Strumenti automatici di analisi

Gli strumenti automatici di analisi sono molto (ab)usati nella sicurezza informatica perché permettono di ottenere in poco tempo report belli da vedere, molto dettagliati, pieni di di informazioni.

E clamorosamente sbagliati.

La notte scorsa ricevo un report dal team di cybersecurity della casa madre di un cliente che segnala la necessità di rimuovere PuTTY 0.78 (l’ultima versione al momento di scrivere questo articolo) perché sarebbe affetto da 265 CVE attive.
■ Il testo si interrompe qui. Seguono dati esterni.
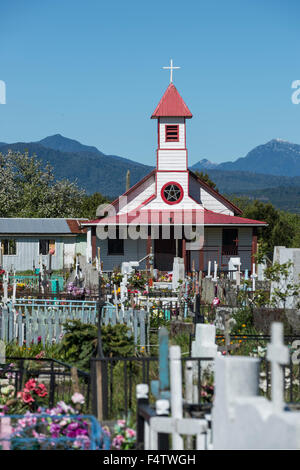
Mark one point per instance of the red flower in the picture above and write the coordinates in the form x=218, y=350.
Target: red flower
x=41, y=390
x=30, y=385
x=27, y=398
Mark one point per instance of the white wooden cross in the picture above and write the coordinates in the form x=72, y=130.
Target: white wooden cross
x=171, y=68
x=253, y=277
x=278, y=355
x=176, y=424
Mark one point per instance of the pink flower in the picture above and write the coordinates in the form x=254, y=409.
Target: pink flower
x=30, y=385
x=41, y=390
x=26, y=397
x=130, y=432
x=78, y=398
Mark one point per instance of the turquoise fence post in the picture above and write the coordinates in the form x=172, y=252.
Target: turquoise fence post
x=161, y=388
x=142, y=329
x=135, y=327
x=20, y=329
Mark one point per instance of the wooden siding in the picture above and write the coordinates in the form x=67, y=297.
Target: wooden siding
x=208, y=200
x=134, y=250
x=172, y=160
x=213, y=249
x=138, y=196
x=162, y=133
x=28, y=253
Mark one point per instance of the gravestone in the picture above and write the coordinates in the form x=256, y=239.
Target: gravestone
x=178, y=272
x=235, y=266
x=241, y=418
x=283, y=255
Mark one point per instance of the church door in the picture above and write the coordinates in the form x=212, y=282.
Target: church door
x=164, y=253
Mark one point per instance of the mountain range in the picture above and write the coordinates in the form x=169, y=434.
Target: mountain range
x=277, y=157
x=275, y=164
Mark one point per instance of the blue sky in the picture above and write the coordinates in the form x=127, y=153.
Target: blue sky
x=92, y=70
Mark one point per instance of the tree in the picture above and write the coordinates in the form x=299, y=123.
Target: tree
x=279, y=231
x=91, y=203
x=29, y=189
x=206, y=179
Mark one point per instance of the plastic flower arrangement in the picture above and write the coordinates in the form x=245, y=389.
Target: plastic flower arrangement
x=167, y=277
x=32, y=394
x=137, y=281
x=207, y=393
x=61, y=427
x=116, y=278
x=124, y=436
x=77, y=291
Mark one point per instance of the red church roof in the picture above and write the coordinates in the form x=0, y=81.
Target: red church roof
x=176, y=217
x=171, y=105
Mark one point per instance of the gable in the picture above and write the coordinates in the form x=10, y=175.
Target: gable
x=209, y=198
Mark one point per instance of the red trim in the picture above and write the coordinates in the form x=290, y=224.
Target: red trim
x=166, y=132
x=216, y=194
x=158, y=133
x=181, y=149
x=171, y=105
x=163, y=196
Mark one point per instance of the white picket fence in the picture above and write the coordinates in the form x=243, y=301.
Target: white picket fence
x=26, y=324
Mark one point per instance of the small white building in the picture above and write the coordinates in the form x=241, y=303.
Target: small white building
x=161, y=210
x=26, y=241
Salto sulla sedia e mi chiedo come abbia fatto a perdermi la notizia di 265 vulnerabilità di PuTTY e come mai non siano ancora state sistemate. Decido di seguire il link con l’elenco delle vulnerabilità:

https://cve.mitre.org/cgi-bin/cvekey.cgi?keyword=PuTTY+release+0.78+%2864-bit%29

Effettivamente l’elenco contiene 265 vulnerabilità, leggo la prima, CVE-2023-26489, e non capisco come si applichi a PuTTY; decido quindi di decodificare l’URL, la cui query è:

PuTTY release 0.78 (64-bit)

Consulto la pagina di ricerca del sito, che dice To search by keyword, use a specific term or multiple keywords separated by a space e comincio a capire.
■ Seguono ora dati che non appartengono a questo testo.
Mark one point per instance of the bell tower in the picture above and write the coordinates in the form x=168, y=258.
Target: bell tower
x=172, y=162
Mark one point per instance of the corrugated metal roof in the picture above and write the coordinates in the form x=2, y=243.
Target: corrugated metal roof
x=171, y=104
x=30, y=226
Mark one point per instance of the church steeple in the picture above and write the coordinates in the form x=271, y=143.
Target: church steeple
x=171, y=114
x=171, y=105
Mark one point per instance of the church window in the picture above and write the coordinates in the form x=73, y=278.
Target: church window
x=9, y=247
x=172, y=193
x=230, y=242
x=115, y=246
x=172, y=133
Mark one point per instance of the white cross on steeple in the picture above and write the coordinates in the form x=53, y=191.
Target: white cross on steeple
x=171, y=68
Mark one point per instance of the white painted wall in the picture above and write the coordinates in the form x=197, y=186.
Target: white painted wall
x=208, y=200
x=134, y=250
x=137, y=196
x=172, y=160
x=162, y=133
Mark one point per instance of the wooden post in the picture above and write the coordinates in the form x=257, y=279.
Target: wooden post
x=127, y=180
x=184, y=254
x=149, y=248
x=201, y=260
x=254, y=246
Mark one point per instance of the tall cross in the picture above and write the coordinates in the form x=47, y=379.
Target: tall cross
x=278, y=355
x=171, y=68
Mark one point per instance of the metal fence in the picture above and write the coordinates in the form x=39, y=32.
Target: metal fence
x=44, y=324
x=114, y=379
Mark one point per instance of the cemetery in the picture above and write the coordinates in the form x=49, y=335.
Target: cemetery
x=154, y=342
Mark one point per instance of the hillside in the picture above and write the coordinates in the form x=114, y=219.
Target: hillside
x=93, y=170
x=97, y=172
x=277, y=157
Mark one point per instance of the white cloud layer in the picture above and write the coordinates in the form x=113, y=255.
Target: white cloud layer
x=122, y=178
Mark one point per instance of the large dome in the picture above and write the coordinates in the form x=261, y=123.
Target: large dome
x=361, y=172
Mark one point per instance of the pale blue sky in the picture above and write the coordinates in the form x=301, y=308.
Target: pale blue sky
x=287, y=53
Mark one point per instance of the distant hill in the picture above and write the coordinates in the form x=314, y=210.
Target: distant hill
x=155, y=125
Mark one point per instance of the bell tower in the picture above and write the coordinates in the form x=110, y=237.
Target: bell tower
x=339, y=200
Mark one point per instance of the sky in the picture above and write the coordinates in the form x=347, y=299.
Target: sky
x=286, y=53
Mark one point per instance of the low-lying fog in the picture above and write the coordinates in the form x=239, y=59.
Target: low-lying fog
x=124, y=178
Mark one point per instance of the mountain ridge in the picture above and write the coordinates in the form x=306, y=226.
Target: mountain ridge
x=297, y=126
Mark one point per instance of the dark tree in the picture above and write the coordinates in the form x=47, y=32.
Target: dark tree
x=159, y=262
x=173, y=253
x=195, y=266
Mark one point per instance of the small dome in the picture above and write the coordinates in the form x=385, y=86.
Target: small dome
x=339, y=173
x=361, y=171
La ricerca richiesta dall’URL è “PuTTY” OR ”release” OR “0.78” OR “(64-bit)”, come controprova se si cerca solamente “(64-bit)” la prima CVE che esce è proprio CVE-2023-26489.
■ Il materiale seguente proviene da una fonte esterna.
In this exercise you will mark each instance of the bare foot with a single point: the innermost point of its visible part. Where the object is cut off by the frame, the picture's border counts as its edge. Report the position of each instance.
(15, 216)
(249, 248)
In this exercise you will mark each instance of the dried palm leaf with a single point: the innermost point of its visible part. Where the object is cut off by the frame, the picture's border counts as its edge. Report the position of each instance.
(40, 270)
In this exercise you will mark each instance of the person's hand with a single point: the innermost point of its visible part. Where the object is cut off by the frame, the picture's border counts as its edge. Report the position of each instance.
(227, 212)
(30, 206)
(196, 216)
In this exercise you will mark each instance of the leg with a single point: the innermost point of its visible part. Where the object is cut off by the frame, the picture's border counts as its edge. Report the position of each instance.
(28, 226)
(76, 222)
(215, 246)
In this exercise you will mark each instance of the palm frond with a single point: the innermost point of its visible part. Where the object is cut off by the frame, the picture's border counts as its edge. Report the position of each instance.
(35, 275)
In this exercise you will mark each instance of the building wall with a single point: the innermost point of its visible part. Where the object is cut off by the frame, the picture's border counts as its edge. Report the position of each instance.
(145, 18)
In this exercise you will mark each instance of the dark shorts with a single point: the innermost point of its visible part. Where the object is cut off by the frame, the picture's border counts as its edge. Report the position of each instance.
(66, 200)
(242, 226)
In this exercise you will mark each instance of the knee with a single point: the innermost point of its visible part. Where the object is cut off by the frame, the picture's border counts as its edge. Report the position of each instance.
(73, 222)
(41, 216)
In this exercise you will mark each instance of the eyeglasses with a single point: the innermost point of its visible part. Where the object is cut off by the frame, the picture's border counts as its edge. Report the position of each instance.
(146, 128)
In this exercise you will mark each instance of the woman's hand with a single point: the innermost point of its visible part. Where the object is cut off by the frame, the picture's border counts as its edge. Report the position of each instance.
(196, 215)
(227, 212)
Cercando solamente PuTTY, escono 29 CVE, nessuno dei quali si applica all’ultima versione (sempre al momento di scrivere questo articolo).

Gli strumenti automatici di analisi (e i modelli linguistici) sono utili perché riescono a correlare velocemente molte informazioni da molte fonti, ma i loro risultati devono sempre essere, se non analizzati minuziosamente, quantomeno compresi semanticamente.

PuTTY è uno strumento molto diffuso e manutenuto, è assai poco probabile che l’ultima versione disponibile sia affetta da 265 vulnerabilità, un numero così alto avrebbe dovuto almeno far insospettire chi ha inviato quel report via mail ad una nutrita serie di destinatari.